The members of the consortium recently paid themselves $500 million in a special dividend, which ended up as debt on the company’s books, so the IPO proceeds will essentially go to pay for that little kicker. After the offering, the company’s debt burden would fall to $1.5 billion, saving it around $40 million a year in interest payments.
But even with the reduced debt load, is Dunkin’ worth the $16 to $18 a share that the consortium is asking? Based on that valuation, the company would have a price to earnings ratio of around 80 times its trailing 2010 earnings – higher than most tech companies during the first dot-com bubble and far higher than most today. But factor in debt savings from the money raised and the price to earnings ratio should fall to the mid to lower 30s.
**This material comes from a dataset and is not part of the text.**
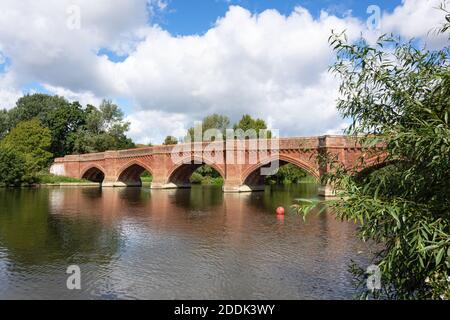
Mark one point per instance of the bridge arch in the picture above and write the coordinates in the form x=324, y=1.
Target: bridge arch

That still seems expensive compared to its competitors like Starbucks (SBUX) and McDonald’s (MCD), which currently trade at 17 and 28 times earnings. Dunkin’s price points are more like McDonald’s and it doesn’t sell the higher-end coffee products that allow Starbucks to charge a premium to their customers. While the company’s growth strategy is ambitious, it is unclear it can capture enough high-margin customers in new markets to justify trading at a premium to Starbucks.
After all, Dunkin’ controls the New England market primarily because it was born there ages ago, not because it’s such a superior product. Getting people in Houston, Seattle or Beijing to put down their Shipley’s donuts, Starbucks lattes or their oolong tea for some Dunkin’ products would be tough. Such an expansion would require a lot of investment in advertising by the parent company, eating away at whatever little profit it is able to generate each quarter.
Despite the heady valuation, the consortium is betting that the equity markets will come to their aid. Brokers tell Fortune that the deal is oversubscribed at this point, which could mean it will price at the higher end of the range. But like a sugar high, Dunkin’s price could crash hard after the euphoria of the first bite wears off.